Personal income was up for the fifth consecutive month in June, rising 0.7 percent from May, but people spent more than they gained in higher income, the Commerce Department reported Thursday.

Personal income rose 0.7 percent to a total of $4 billion. And after taxes were taken out, the income people had to spend jumped 0.8 percent to $3.5 billion after rising a hefty 2.8 percent in May, the department's Bureau of Economic Analysis said.Personal spending jumped 1 percent in June, the seventh straight monthly increase, the department said.

People bought about the same amount of quickly consumed goods, such as food and clothing, but their purchases of expensive, long-lasting items, such as appliances and cars, jumped $8.6 billion, compared with a $2.7 billion increase in May.

People also saved more of their money in June, putting 4.3 percent of disposable personal income into savings, compared with 3.8 percent in May, the bureau said.
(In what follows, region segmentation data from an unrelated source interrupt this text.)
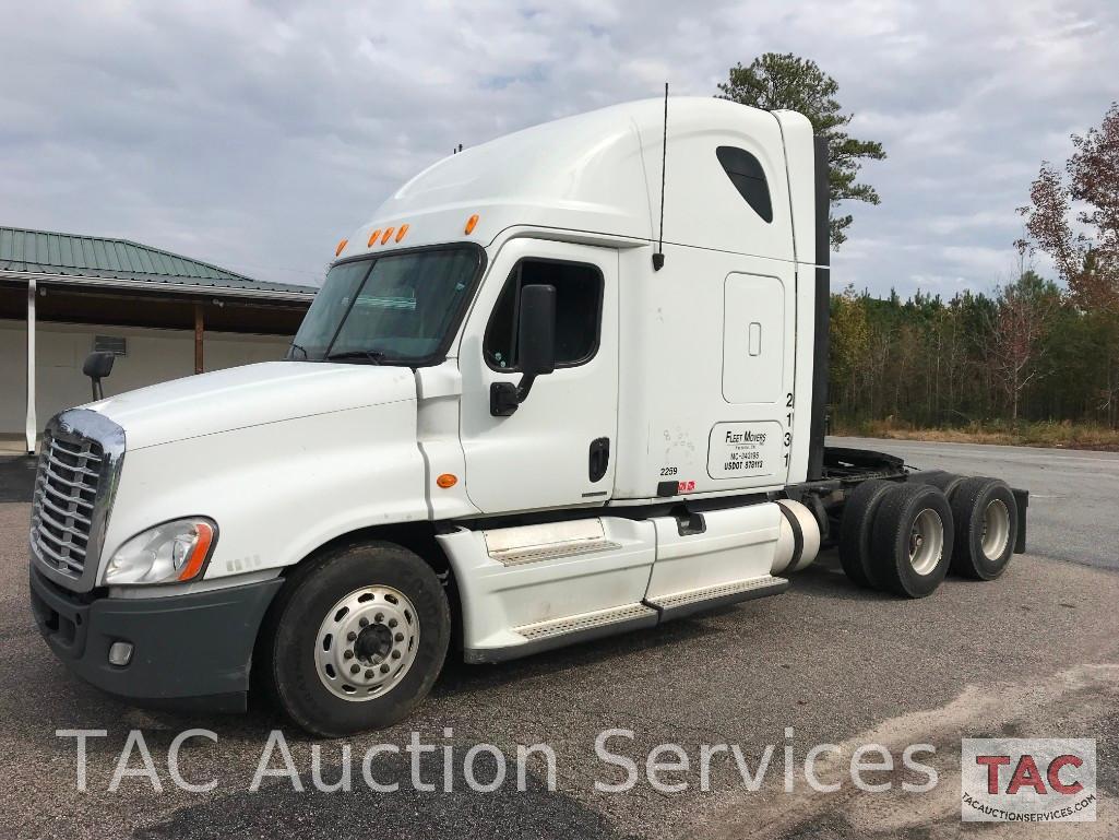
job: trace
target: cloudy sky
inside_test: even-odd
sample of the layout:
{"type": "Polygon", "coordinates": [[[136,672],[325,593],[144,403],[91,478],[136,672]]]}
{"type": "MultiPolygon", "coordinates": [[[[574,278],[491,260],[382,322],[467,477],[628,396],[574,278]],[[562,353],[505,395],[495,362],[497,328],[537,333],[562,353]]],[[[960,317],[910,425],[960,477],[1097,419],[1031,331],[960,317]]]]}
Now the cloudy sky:
{"type": "MultiPolygon", "coordinates": [[[[121,236],[313,283],[454,144],[709,95],[814,58],[888,159],[834,282],[950,296],[1012,270],[1042,159],[1119,99],[1119,4],[0,0],[0,225],[121,236]]],[[[1044,270],[1044,263],[1040,265],[1044,270]]]]}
Wages and salaries increased $17.8 billion in June, compared with a $13.2 billion increase in May. Most industries saw healthy increases, except for service industry payrolls, which rose more slowly in June than in May.

Farmers' incomes dropped $1.3 billion in June, but that was better than the $3.2 billion drop in farm income in May. Federal subsidy payments to farmers' decreased $3.9 billion in June, compared with an increase of $1.9 billion in May, as higher prices for scarcer crops because of the drought reduced federal support payments.

Excluding subsidy payments, farmers' incomes increased $2.4 billion in June, compared with a decrease of $5 billion in May.

Tax payments dropped $700 million in June after a huge $63.9 billion drop in May, the bureau said. The May decrease reflected the bulge of nonwithheld income tax payments that always occurs around the April 15 income tax deadline, the bureau said.